I’ve had all that extra time to share ordinary, everyday experiences with friends, as well as extraordinary ones – and to make new friends along the way. But my parents were good at enjoying the time they spent with friends and I don’t think more of that is something that they really missed. They made the most of those opportunities when they had them and fully appreciated the strength of their bonds of friendship.
I would have been sorry to have missed some of the very special opportunities I had in my career to make a difference at my university, much of which happened at an age past my parents’ final ages, but then again, I wouldn’t have known the difference, and my parents both were fortunate in that they enjoyed their work and felt well respected in their workplaces throughout their careers.
I would have been very sorry to have missed several years of long distance running with my two best friends, my husband and my brother. And we were decidedly older than my parents got to be when we began that pursuit. Starting and completing those 10Ks, half marathons, and marathons together were as special as it gets. For me, that was a joy that I’m grateful I didn’t miss. However, I’m pretty sure my parents would have thought that was something to miss at any cost!
But … and here’s where it becomes clear to me what’s really important, my father never got to meet my husband or walk me down the aisle. That’s something he missed.
He never got to see any of us married or meet our spouses. My Mom never got to see my younger brother get married. That is something they missed.
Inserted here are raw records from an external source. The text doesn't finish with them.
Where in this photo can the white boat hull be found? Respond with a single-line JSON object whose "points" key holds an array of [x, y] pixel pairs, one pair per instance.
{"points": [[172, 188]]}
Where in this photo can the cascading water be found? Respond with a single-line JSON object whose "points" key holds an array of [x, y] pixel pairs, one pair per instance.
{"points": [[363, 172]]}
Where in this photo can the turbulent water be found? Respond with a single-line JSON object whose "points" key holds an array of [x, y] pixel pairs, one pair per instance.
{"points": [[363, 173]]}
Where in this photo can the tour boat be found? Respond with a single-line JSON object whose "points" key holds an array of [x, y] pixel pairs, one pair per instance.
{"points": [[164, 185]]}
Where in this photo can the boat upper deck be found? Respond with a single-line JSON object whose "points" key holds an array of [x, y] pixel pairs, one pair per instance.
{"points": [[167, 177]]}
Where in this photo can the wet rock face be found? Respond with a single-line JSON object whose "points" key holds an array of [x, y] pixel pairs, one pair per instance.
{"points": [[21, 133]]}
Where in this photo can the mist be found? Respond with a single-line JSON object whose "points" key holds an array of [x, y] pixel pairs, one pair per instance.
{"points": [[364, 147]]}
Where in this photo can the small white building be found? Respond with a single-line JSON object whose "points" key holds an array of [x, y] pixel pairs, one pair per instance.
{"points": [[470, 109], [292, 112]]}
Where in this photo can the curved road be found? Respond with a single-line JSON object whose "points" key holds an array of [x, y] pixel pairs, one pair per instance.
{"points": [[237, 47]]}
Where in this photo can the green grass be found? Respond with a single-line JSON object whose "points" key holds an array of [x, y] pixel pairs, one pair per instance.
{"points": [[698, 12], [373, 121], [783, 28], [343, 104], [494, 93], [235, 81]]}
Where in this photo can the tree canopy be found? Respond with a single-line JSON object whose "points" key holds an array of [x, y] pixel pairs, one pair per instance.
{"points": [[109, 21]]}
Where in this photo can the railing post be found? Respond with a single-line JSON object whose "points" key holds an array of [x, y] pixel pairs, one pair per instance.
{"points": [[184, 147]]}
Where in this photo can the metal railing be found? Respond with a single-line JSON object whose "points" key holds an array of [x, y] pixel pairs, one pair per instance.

My Dad never got to know that he was a grandfather or to know any of his precious 9 grandchildren. My Mom just barely got to meet her first two grandchildren – our kids. To me the tragedy has always been that their grandchildren never had a chance to know these two special people, but not having the joy of knowing their grandchildren is something they truly missed.
My father – and for the most part my mother – never got the chance to watch their kids become responsible, independent adults, and then supportive spouses and parents. That is something they missed. For me, that has been a true joy.
They never got the chance to enjoy being empty-nesters, just the two of them together again, with their kids off to university and then establishing their own lives. That is something they missed. And, yes, that’s a joy as well.
And they never got the chance to be retired together, having the time to choose what you’re going to do and not do, and eventually reaching the stage that Lionel Hardcastle charmingly described as “doing very little, slowly.” If you get to that stage and are still able to share it with the person you love, you are very lucky indeed.
So, from where I stand at this advanced milestone age, I realize how lucky I have been to be able to experience these defining moments in life that my parents missed, and for that I am profoundly grateful.
Of course, if I could start running again that would be great, too!